In summary, the multi-omic model showed performance advantages over the single-omic models in 7 of the 21 traits, more frequently on traits measured in Orleans where transcriptomic data were collected than in Savigliano. The multi-omic model underperformed compared to the single-omic models on 4 occasions, corresponding to 3 traits measured in Savigliano and one in Orleans. For the 10 remaining traits, no differences between models were detected (Fig. 1, Table S1).

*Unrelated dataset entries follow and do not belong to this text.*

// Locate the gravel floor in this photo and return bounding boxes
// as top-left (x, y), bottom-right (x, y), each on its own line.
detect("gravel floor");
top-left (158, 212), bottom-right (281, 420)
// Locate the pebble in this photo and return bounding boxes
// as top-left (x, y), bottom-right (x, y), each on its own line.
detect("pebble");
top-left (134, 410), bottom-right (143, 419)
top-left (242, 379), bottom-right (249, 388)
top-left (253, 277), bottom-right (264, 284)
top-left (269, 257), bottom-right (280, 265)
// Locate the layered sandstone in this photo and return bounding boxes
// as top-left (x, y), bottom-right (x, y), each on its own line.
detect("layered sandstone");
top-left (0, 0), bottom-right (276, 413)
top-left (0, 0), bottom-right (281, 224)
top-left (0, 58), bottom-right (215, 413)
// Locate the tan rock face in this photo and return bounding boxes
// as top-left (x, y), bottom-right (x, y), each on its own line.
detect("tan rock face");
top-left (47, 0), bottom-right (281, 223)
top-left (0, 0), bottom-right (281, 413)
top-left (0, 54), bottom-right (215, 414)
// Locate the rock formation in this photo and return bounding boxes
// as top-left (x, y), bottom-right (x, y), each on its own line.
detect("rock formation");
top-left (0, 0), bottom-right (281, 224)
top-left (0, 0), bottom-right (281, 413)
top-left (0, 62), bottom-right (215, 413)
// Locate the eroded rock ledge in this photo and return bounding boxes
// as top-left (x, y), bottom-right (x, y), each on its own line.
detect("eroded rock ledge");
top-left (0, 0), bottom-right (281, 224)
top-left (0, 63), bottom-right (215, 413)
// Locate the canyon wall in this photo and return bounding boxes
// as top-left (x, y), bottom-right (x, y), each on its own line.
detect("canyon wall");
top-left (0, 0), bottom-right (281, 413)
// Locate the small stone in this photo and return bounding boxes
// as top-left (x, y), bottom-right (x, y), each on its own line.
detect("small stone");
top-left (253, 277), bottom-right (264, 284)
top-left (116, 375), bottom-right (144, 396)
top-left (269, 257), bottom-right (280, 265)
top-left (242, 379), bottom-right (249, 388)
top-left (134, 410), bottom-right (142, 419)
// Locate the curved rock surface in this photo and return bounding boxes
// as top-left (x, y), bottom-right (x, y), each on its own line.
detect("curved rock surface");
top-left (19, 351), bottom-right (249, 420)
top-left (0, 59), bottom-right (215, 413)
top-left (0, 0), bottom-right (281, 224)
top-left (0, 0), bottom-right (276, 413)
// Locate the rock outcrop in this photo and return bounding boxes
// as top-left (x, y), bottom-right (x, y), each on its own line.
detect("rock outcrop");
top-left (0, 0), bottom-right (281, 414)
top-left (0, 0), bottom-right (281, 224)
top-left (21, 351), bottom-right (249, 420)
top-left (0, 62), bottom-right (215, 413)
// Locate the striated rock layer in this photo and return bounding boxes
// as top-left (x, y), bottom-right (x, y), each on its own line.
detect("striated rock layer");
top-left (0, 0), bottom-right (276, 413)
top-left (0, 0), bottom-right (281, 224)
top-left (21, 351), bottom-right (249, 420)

eQTL analysis sheds light into the interplay between the genome and the transcriptome

To gain further insight into the interplay between the two omic layers for phenotype prediction, we studied their relationships through an eQTL analysis. Such analysis was performed with a multi-locus mixed-model approach which accounted for linkage disequilibrium between SNPs [22]. The resulting eQTLs were further classified into cis and trans regulatory elements according to their genomic proximity to the transcripts to which they were associated (for more details see the method section). Figure 2 presents a map of these associations with dot size reflecting the eQTL score (-log10 of the p-value of the association test). The darkened diagonal includes all cis mediated associations, while the off-diagonal dots represent trans-eQTLs. It is important to note that some positions at the marker axis present highly populated vertical trails across the genome, corresponding to important regulatory hubs.

Fig. 2
figure 2

eQTL map between SNPs and transcripts. Map of associations (dots) between SNPs (x axis) and transcripts (y axis) through an eQTLs analysis with a multi-locus model. Dot size reflects the association score (-log10 of the p-value of the test) and dot positions correspond to genomic locations of transcripts and SNPs on the 19 chromosomes of the Populus trichocarpa reference genome (v3.0). The darkened diagonal includes all cis mediated associations, while the off-diagonal dots represent the trans associations

We found a total of 18,248 eQTLs for 10,242 out of the 34,229 transcripts available in the transcriptomic dataset. Of these 18,248 eQTLs, 7,845 (43%) were located in cis, and 10,403 (57%) were located in trans (Fig. S1A). Cis-eQTLs displayed on average a larger effect than trans-eQTLs (Fig. S1B). The maximum distance between a cis-eQTL and its associated gene was 12 kb.

The ranking of predictor effects was more affected for traits displaying a predictive advantage with integration

To gain insight into the factors explaining the gain or loss in predictive ability when using two omics rather than a single omic, we looked more closely at the variation in ranking of effects of the individual predictors over the two types of predictive models. For each of the three models, the rank was established based on squared effects from the ridge regression models (denoted rank hereafter).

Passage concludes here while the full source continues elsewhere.